A VASTA MEMÓRIA
O estigma da memória
decifra toda a minha vida,
vivida, sentida, ouvida
no passado distante em Jequitinhonha.
Jarros de flores enfeitando janelas
nos dias de procissão.
Tropeiros descendo a rua principal
sujos de barro e lama das estradas.
Meninas brincando de roda,
meninos brincando de morte,
os mais velhos jogando conversa fora nas calçadas.
A beira do rio era uma cortina de luz
com a lua doirada beijando as àguas da ribeira.
O calor jazia nas ruas
e acabava dentro de casa
com seus lampiões a querosene.
Velas brancas de canoas
no meio do rio levando mocinhas estudantes
para o colégio Nazaré em Araçuaí.
O rio e suas ilhas, suas ilhotas, seus remansos,
seus peraus, sua estrada de àguas e seixos.
Os arredores da cidade,
Baixa da Égua, Sete Casas, Lambu Pelada,
Lajedão, Santo Lenho, Alto da Paixão, Aldeia,
Paraíso, Campo Velho, Mancai, Brasilinha,
Boca da Ponte, Transval, Campo Novo, Mumbuca,
Laranjeira, Estiva, Caju.
O cais do porto com suas canoas ancoradas.

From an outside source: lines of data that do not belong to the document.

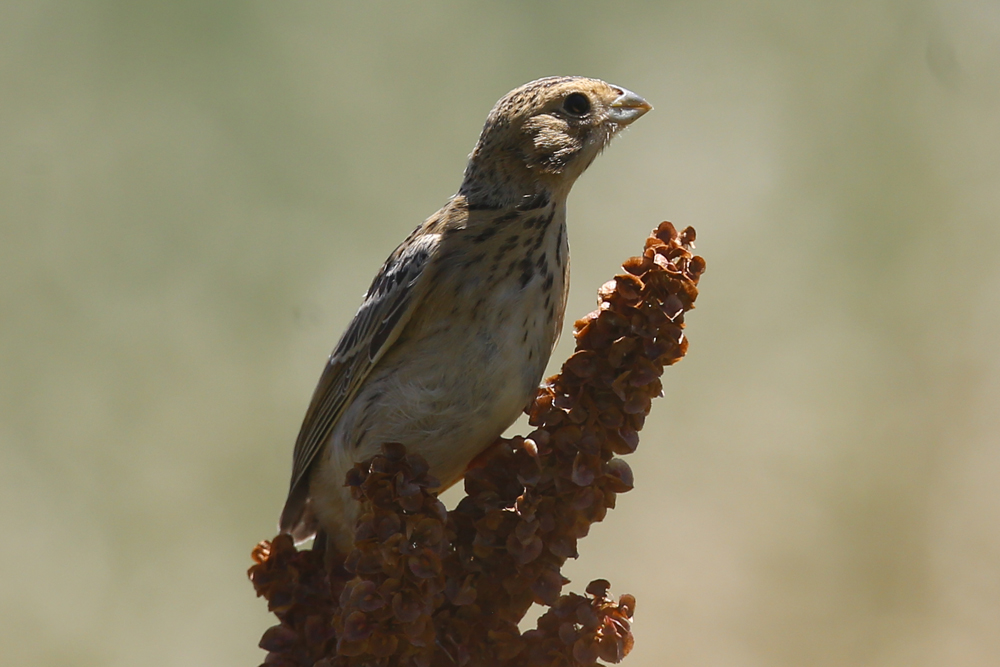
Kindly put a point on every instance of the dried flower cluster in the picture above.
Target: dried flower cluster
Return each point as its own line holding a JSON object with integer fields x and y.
{"x": 432, "y": 588}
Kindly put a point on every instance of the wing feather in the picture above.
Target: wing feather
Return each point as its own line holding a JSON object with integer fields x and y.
{"x": 387, "y": 306}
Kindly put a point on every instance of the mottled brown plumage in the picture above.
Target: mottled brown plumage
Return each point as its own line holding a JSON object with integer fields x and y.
{"x": 455, "y": 331}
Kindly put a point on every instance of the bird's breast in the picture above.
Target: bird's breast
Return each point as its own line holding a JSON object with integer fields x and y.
{"x": 473, "y": 354}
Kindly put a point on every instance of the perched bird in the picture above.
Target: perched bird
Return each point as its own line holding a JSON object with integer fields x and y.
{"x": 453, "y": 336}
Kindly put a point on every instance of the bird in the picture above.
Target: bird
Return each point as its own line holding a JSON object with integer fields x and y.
{"x": 453, "y": 336}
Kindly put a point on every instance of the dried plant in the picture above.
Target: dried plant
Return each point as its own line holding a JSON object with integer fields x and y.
{"x": 432, "y": 588}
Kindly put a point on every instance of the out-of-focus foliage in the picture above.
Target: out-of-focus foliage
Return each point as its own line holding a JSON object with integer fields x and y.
{"x": 194, "y": 195}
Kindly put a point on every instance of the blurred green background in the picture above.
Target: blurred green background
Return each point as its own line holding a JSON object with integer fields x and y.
{"x": 194, "y": 196}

Barrancas vermelhas de terra vermelha
desembocando na alva praia com cheiro de malva.
Cheiro de comida de Dona Ercília
servindo marmitas de alumínio a viajantes.

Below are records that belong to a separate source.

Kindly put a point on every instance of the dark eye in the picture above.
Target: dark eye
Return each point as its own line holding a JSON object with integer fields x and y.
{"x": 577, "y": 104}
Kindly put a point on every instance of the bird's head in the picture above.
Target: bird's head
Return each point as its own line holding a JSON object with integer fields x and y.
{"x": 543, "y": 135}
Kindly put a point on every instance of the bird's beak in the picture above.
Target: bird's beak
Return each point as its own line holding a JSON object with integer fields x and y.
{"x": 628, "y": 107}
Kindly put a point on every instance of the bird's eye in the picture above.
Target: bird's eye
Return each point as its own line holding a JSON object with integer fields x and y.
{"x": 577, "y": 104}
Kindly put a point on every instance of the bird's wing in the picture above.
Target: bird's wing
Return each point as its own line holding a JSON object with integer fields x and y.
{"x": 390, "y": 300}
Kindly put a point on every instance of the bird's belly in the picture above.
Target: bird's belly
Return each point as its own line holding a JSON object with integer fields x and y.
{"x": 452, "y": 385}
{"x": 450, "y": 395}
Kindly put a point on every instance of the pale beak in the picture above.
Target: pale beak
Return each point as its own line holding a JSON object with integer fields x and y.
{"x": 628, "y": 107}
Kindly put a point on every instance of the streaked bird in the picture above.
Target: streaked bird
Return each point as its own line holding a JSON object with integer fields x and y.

Cheiro de frutas no chão da feira
multiplicando-se em cores.
Manga Espada do pomar de Antônio Pereira,
pinhas e cajus do quintal de Sandoval,
banana nanica e laranja de doce da roça de Dona Guiomar.

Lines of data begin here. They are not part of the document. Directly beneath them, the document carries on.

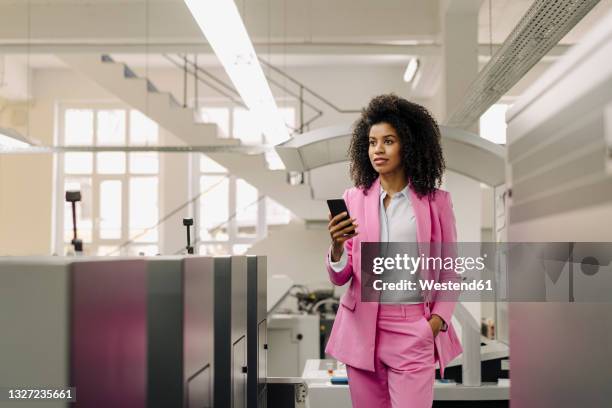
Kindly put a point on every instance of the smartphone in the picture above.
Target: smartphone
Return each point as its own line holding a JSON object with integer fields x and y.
{"x": 338, "y": 206}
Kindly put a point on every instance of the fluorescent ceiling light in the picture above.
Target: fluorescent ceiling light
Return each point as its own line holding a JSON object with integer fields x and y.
{"x": 10, "y": 138}
{"x": 411, "y": 69}
{"x": 220, "y": 22}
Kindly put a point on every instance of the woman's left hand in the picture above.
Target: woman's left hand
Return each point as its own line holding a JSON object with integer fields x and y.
{"x": 436, "y": 324}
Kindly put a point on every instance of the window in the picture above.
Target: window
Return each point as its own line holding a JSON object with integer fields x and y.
{"x": 119, "y": 210}
{"x": 231, "y": 214}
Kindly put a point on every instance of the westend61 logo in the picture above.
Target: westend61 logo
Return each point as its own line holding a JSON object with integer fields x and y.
{"x": 412, "y": 264}
{"x": 486, "y": 271}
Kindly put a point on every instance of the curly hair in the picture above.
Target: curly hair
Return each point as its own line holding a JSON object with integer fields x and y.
{"x": 419, "y": 138}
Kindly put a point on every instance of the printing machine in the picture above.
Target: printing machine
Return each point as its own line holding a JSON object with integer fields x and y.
{"x": 139, "y": 332}
{"x": 257, "y": 332}
{"x": 180, "y": 331}
{"x": 75, "y": 322}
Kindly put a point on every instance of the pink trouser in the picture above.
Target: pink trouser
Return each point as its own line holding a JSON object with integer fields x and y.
{"x": 403, "y": 362}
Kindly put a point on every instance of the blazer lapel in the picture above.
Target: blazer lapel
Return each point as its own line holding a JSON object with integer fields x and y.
{"x": 422, "y": 214}
{"x": 372, "y": 209}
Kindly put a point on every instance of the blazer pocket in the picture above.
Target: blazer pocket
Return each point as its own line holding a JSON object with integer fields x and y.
{"x": 348, "y": 301}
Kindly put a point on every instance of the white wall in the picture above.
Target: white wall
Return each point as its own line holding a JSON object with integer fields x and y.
{"x": 26, "y": 181}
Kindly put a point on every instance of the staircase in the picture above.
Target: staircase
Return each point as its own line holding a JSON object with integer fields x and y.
{"x": 161, "y": 107}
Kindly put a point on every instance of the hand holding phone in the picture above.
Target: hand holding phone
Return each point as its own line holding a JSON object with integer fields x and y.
{"x": 341, "y": 226}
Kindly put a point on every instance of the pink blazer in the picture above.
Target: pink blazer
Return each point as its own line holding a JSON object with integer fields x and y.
{"x": 354, "y": 330}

Coqueiros flanando ao vento da orla do rio,
da beira dos córregos e dos ribeirões.
A melodia dos pássaros trinando seu canto
no céu da cidade que ardia de luz e calor.
Histórias contadas por Loi de Primitivo,
por Maria de Vavá, por Maria Rosa, pela Nega Teresa,
por Diocrécio, por João Preto e toda essa gente
que se perdeu no turbilhão do tempo.
E enfim, a memória vasta, a vasta memória,
doirando de luz o segredo do passado distante.